Катберт Биннс смеется тихим шелестящим смехом. Сейчас поздняя ночь, и идет дождь – крупные водяные капли высыхают, не долетев доли дюйма до черной мантии Риддла, предусмотрительно воспользовавшегося водоотталкивающим заклинанием. Биннс запрокидывает голову, и дождевые струи затекают прямо ему в зрачки.
- Конечно, не можешь. Зато я могу убить тебя.
- Позвольте узнать – как? – спрашивает Том издевательски, но в его алых глазах мелькает беспокойство.
- Для этого мне достаточно будет проснуться.
...вечером – Биннс не знает, происходит это до разговора с Риддлом, или же после, или же тот разговор вообще состоялся лишь в его воображении, и сейчас по-прежнему 1831 год, а он задремал в гостиничном номере в Париже – он садится в свое кресло у старого, покрытого пылью письменного стола и прикрывает прозрачными веками пустые мертвые глаза. Откуда-то он знает, что надо сделать для того, чтобы проснуться - и начинает забывать, вычеркивая из памяти имена и лица - одно за другим. Они все вновь проходят перед ним – хорошенькая белокурая девочка и рыжеволосый веснушчатый мальчик с нескладно длинными руками и ногами, женщина, умеющая превращаться в кошку и старик с длинной седой бородой, некрасивый мужчина в черном, и добродушный полувеликан, и талантливый злой юноша, желавший обрести бессмертие.
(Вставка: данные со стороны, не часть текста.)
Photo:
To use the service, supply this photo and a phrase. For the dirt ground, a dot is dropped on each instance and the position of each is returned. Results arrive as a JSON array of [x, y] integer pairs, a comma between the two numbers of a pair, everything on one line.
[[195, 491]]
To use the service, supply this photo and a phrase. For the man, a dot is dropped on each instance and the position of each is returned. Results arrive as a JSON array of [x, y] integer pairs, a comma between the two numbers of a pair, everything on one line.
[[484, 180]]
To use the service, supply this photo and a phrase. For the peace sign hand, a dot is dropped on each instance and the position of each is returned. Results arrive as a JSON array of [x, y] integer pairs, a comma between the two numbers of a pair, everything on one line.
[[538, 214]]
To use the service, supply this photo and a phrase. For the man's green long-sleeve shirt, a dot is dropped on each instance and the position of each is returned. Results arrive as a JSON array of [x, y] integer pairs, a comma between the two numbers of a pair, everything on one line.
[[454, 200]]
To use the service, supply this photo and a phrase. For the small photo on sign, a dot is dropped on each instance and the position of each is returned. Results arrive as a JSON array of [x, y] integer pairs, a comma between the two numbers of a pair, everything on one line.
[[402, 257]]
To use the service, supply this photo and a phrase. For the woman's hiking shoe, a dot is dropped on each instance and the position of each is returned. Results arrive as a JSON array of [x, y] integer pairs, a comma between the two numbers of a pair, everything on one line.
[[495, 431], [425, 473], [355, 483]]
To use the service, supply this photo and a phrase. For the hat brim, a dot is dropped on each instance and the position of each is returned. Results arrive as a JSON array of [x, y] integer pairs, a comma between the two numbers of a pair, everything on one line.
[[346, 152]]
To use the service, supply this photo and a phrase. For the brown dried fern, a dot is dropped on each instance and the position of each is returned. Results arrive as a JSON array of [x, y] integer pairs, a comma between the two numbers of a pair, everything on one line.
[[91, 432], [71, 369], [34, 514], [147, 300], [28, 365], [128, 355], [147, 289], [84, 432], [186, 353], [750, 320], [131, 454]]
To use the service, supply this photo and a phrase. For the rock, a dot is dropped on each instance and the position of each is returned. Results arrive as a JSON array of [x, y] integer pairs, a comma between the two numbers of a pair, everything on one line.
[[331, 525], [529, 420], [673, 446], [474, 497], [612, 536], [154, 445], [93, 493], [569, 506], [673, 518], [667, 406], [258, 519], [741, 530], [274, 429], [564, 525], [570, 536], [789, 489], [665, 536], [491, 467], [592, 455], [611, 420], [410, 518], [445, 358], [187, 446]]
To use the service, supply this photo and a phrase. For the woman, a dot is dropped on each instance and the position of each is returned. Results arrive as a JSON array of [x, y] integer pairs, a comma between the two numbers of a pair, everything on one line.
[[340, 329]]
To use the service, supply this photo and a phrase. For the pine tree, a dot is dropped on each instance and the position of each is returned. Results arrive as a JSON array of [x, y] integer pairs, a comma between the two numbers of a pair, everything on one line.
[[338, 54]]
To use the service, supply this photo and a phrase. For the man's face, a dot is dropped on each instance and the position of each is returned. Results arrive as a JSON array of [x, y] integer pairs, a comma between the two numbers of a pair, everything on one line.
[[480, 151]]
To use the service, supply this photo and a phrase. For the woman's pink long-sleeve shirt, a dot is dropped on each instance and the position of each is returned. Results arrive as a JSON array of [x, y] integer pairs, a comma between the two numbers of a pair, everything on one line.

Стоун, Гриффин, МакГонагалл, Блэк, Джонсон, Дамблдор, Поттер, Лестрейндж, О’Брайен, Грейнджер.
Риддл.
Биннс чувствует, что просыпается. Его лица касается теплый юго-западный ветер, и он приносит с собой аромат цветущих каштанов.
На следующее утро ученики, ожидающие начала лекции по истории магии, рассядутся за парты, переговариваясь, смеясь и кидаясь бумажными самолетиками. Но Катберт Биннс не просочится, как обычно, сквозь классную доску, а вместо этого откроется дверь и войдет профессор МакГонагалл.
- Дети, - скажет она. – Профессор Биннс умер.
Смех оборвется, и бумажные самолетики упадут на пол.
- Так ведь он… ну… уже давно, - сформулирует общую мысль какой-то мальчик.
- Да. Но он узнал об этом только вчера.